Définition et enjeux

Édouard Monneret Traité de pathologie générale. Tome 1 (1857-1861)

Quel est le praticien qui n'a pas observé ces rechutes dans les affections de l'estomac, dans l'entéro-colite, la bronchite chronique-, les congestions du foie? Elles ne reconnaissent pas toujours pour cause une infraction aux lois de l'hygiène. Il faut la chercher souvent dans l'affaiblissement de l'organisme qui, après avoir épuisé une partie de ses forces, est impuissant à continuer plus longtemps la lutte.
Une rechute est-elle plus grave que la première attaque de la maladie? On peut répondre affirmativement pour la majorité des maladies.
Source : Gallica

Édouard Monneret Traité de pathologie générale. Tome 1 (1857-1861)

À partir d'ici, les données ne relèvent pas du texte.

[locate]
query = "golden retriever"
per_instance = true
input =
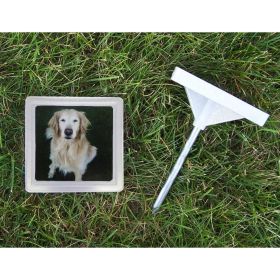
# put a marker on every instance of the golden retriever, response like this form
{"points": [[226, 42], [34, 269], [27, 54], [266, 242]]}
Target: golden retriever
{"points": [[70, 149]]}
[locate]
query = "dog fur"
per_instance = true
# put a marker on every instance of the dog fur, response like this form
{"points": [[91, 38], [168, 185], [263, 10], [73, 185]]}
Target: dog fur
{"points": [[69, 153]]}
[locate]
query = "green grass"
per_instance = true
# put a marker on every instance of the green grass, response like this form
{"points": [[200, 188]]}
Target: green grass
{"points": [[228, 192]]}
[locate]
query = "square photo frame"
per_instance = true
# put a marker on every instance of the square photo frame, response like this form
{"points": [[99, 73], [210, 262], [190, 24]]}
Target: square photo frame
{"points": [[73, 144]]}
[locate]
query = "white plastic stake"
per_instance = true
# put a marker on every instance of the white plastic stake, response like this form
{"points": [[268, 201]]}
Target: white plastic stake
{"points": [[210, 105]]}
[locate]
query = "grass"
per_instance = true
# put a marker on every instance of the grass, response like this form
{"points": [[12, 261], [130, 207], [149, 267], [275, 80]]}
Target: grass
{"points": [[227, 194]]}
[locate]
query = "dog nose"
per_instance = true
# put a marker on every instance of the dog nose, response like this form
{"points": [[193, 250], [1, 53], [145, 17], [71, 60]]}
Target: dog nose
{"points": [[68, 131]]}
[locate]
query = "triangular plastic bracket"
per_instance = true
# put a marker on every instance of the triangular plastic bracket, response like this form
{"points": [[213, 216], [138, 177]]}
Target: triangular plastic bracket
{"points": [[208, 112]]}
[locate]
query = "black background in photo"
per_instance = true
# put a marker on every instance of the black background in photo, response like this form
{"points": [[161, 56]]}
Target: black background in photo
{"points": [[99, 134]]}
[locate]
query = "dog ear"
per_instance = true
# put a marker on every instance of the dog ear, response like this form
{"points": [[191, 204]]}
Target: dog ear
{"points": [[84, 122], [53, 122]]}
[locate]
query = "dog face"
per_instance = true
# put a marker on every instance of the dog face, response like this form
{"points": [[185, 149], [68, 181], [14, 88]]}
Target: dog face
{"points": [[69, 123]]}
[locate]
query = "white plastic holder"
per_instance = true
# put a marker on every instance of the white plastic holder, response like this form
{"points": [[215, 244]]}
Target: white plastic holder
{"points": [[210, 105]]}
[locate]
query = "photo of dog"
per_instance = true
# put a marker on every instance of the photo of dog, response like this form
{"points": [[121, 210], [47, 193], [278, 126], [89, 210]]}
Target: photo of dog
{"points": [[70, 150]]}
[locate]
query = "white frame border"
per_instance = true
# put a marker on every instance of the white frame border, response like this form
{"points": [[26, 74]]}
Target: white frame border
{"points": [[34, 186]]}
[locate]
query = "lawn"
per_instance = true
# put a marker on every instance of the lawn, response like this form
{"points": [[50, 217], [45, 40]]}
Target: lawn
{"points": [[228, 191]]}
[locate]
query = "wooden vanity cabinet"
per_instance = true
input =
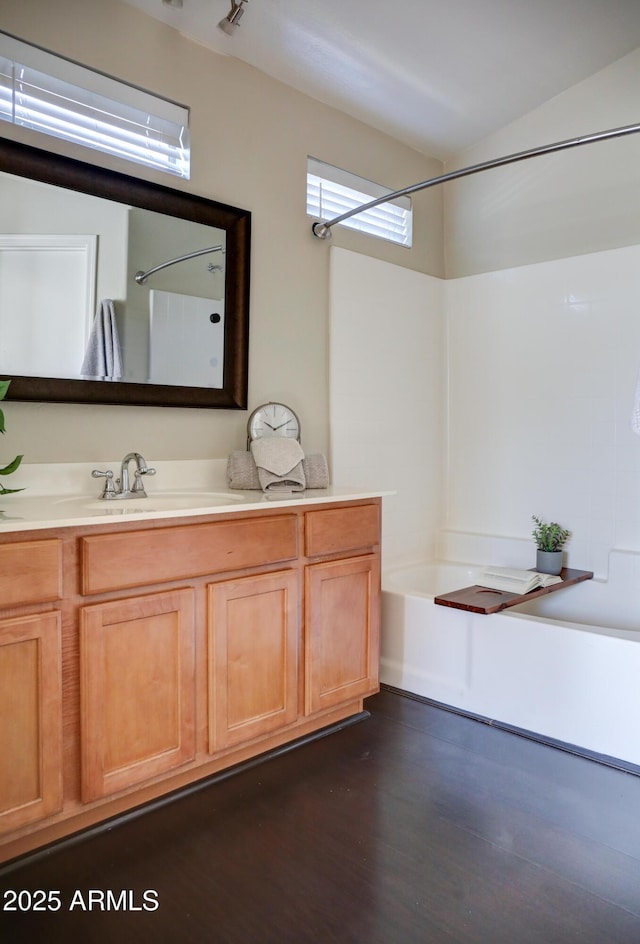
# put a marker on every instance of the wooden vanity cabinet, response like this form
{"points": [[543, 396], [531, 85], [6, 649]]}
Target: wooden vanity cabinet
{"points": [[30, 683], [253, 657], [30, 719], [342, 631], [137, 684], [175, 649]]}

On est souvent porté à croire qu'il existe une rechute, par cela seul qu'on aperçoit une aggravation dans la maladie ou de nouveaux symptômes. Ils dépendent souvent de complications obscures ou déjà patentes qu'il faut se garder de confondre avec la rechute, ou bien encore de l'extension du mal qui, après avoir quitté son premier siége, s'est propagée plus loin, comme on le voit dans la bronchite et la pleurésie.